There was a great movement of boats in the air this month. Two boats I built several years ago came up for sale. We brokered the deals to new owners and Cricket is on the road delivering them–and their trailers–as we speak. Glen Canyon has moved to Montana, and Rio Rojo is heading for Eugene. Peekaboo is going along for the ride.
Boxcar, my old San Juan punt, found a new owner as well–Tse Kooh Outfitters on the San Juan. Here is Dawn saying farewell.
With all the boat movement I thought it might be a cool time to put my silly little sailboat on the market. Blam. Gone.
It’s really great to see these boats heading to folks who’ll get them out of storage and onto the rivers where they belong.
I seem to have dodged a bullet this month–a scary knee flare-up had most of the medical folk fearing I was in for some long and scary knee surgery. I cancelled a lot of plans and braced for the worst. But I guess the knee got scared, because it decided to get better on its own. So now we are back to physical therapy to get both knees strong and limber once more. More medical stuff swirling about this month, but so far it all seems to be solving itself. Check out my cool inflatable pants at the PT shop.

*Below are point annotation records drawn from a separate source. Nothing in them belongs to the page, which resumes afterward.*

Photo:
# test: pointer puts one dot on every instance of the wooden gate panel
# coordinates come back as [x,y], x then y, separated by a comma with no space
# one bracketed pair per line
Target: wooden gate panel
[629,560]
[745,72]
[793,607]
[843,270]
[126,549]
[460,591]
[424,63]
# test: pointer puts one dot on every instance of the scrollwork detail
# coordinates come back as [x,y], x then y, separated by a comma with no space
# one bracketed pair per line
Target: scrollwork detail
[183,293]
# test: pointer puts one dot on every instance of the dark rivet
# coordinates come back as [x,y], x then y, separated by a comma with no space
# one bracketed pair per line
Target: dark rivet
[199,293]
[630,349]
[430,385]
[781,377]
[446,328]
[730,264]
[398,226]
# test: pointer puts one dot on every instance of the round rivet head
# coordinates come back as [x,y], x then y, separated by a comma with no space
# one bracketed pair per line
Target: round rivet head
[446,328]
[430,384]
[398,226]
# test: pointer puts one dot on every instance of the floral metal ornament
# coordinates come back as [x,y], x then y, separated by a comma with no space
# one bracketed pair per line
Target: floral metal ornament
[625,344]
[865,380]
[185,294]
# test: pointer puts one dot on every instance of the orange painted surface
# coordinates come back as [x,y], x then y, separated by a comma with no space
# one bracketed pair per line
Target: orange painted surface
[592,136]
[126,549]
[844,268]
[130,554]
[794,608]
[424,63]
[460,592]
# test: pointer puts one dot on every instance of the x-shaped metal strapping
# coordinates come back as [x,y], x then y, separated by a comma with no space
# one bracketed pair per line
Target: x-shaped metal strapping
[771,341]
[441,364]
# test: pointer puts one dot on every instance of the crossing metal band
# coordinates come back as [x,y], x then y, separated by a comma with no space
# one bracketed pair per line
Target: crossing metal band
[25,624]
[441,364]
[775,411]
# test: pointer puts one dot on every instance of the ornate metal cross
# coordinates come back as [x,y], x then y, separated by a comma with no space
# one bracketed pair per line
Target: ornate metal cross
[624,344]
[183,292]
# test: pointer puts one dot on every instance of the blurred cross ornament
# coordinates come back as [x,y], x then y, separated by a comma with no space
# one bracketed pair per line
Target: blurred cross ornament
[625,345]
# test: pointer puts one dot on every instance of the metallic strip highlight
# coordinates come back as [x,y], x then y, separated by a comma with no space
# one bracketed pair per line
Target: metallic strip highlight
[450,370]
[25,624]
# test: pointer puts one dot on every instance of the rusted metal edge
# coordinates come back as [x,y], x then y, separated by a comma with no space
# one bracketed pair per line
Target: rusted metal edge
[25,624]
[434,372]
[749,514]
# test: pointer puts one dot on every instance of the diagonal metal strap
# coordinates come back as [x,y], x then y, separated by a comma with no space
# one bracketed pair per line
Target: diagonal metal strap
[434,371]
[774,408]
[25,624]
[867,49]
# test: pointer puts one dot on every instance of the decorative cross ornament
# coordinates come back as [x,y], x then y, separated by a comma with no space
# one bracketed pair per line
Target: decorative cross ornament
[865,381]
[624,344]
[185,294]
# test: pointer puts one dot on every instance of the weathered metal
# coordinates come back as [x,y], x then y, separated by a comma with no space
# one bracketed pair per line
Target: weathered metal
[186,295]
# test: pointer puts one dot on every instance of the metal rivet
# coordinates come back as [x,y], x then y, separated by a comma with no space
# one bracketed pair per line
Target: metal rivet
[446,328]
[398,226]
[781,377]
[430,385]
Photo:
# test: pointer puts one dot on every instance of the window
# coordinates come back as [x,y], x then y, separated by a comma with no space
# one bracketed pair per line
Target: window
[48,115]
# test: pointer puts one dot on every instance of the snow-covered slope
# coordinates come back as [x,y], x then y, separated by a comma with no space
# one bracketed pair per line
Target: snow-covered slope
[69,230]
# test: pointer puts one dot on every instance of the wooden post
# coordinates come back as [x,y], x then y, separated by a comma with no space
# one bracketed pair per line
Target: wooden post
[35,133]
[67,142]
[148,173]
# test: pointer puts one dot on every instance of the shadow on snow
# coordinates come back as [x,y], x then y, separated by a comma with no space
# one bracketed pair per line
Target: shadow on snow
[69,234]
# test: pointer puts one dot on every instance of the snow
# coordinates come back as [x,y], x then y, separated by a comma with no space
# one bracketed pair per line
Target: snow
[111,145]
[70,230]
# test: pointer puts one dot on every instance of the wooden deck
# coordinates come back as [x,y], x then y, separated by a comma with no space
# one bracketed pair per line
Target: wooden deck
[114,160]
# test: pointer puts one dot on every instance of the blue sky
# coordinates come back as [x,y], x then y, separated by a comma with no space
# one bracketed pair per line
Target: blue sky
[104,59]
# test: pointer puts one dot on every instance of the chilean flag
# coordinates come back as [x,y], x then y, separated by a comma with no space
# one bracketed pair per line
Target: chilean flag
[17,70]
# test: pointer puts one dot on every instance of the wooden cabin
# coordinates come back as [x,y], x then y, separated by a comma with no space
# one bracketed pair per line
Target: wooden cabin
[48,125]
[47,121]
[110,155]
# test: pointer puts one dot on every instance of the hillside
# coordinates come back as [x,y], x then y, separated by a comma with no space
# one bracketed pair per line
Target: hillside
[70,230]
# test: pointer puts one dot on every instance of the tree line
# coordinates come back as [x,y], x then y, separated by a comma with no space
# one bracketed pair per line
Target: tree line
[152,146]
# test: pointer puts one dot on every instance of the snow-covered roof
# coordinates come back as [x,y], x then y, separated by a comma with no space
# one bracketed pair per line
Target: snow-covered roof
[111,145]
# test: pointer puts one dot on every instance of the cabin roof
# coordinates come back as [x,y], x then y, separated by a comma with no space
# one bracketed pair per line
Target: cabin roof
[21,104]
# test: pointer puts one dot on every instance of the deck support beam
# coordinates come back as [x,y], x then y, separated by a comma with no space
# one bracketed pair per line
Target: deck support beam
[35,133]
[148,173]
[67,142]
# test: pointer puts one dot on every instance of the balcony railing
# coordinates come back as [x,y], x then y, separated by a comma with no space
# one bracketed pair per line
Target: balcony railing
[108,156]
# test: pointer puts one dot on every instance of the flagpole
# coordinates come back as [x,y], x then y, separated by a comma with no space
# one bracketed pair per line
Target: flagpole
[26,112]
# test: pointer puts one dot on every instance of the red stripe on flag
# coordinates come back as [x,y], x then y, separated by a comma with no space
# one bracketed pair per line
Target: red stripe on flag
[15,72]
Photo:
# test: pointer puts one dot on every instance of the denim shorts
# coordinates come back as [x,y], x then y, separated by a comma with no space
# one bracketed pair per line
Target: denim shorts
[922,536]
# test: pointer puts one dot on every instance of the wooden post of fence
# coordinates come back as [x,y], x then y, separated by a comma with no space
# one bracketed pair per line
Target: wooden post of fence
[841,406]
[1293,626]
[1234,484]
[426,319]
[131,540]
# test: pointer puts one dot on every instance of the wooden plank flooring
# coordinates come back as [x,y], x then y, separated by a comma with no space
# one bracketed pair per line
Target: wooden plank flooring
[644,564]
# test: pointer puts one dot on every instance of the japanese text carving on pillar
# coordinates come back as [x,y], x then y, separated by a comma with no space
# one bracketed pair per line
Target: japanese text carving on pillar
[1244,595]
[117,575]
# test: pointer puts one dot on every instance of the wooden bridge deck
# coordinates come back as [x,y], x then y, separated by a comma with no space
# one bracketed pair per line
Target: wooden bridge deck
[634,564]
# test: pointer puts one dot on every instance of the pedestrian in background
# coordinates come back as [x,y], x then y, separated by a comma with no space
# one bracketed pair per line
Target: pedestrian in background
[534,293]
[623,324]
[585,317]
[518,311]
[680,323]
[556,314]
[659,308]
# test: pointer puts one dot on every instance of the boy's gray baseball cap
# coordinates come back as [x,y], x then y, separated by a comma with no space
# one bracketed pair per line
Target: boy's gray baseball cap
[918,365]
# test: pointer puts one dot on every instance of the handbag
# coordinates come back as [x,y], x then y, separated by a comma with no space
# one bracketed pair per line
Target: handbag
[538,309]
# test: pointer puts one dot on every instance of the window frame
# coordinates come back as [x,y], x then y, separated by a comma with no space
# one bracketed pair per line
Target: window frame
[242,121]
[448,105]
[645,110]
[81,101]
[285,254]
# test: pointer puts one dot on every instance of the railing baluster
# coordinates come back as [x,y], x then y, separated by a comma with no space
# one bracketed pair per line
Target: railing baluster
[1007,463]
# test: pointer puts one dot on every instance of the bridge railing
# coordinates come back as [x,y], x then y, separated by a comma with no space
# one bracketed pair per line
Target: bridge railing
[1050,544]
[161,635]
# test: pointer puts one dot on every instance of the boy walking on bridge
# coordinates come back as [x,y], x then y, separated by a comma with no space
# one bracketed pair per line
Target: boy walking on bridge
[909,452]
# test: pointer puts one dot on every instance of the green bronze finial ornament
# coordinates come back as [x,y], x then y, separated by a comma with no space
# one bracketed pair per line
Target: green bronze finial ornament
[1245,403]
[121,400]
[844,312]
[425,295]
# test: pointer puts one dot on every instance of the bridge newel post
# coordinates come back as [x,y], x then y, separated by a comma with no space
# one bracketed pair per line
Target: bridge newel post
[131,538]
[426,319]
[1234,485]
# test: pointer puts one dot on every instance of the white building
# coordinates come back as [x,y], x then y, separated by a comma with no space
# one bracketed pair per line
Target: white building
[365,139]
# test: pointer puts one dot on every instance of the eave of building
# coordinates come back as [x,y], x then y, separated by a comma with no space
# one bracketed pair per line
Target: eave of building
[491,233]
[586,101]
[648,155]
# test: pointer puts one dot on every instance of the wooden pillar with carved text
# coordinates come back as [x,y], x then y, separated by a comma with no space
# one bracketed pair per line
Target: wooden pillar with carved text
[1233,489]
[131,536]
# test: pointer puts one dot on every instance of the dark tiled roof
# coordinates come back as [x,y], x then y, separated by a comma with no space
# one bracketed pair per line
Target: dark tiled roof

Vladimir came by and we built a Viking Funeral raft for his Granddad’s ashes. VK the First designed many seminal rafts in his day, and this one is his Avon Spirit. The frame is one of his fiberglass inventions which wasn’t quite as awesome as the boats. But hey.
When there’s a sign-painter on the premises. you gotta paint signs.
Lots of oarmaking and oar leathering for the Doryaks this month as well. Here’s James out at Galaxy Sales cutting oarstop leather for us with his fancy leather cutting gizmo.
Some of the leather gets turned into patterns for boat parts.
And cast into bronze. Hot stinky fiery bronze casting–always a fun way to spend the day. And the best breastplate ever.
Custom washers for the Jaguar.
The Jaguar, by the way, is coming along nicely, although life keeps getting in the way of our normal frenetic speed. But we’re still ahead of schedule to be ready for Jag’s first Grand Canyon trip in three weeks. Woot woot!
Even though I am not a real fiberglass guy or surfboard repairman, odd things come by that I occasionally decide to try and deal with. Like this snapped-in-two paddleboard. Damn, that’s really screwed up.
But splint it straight, then go with a bit of epoxy in the broken styrofoam, a bit of filler, and a styrofoam patch should get us back in business pretty quickly, right? One step forward.
Um, not if you use fast epoxy and it gets all hot and melts the guts out of the board. Damn. Two steps back.
Okay, cut a way bigger styrofoam patch, then glue and fill with something that doesn’t get hot.
Way mo better. Trim and sand.
Then glass it with ever-so-slow-kick resin.
Fill and sand.
Paint it, send it home, and put a “closed forever” sign on Fretwater Surfboard Repairs.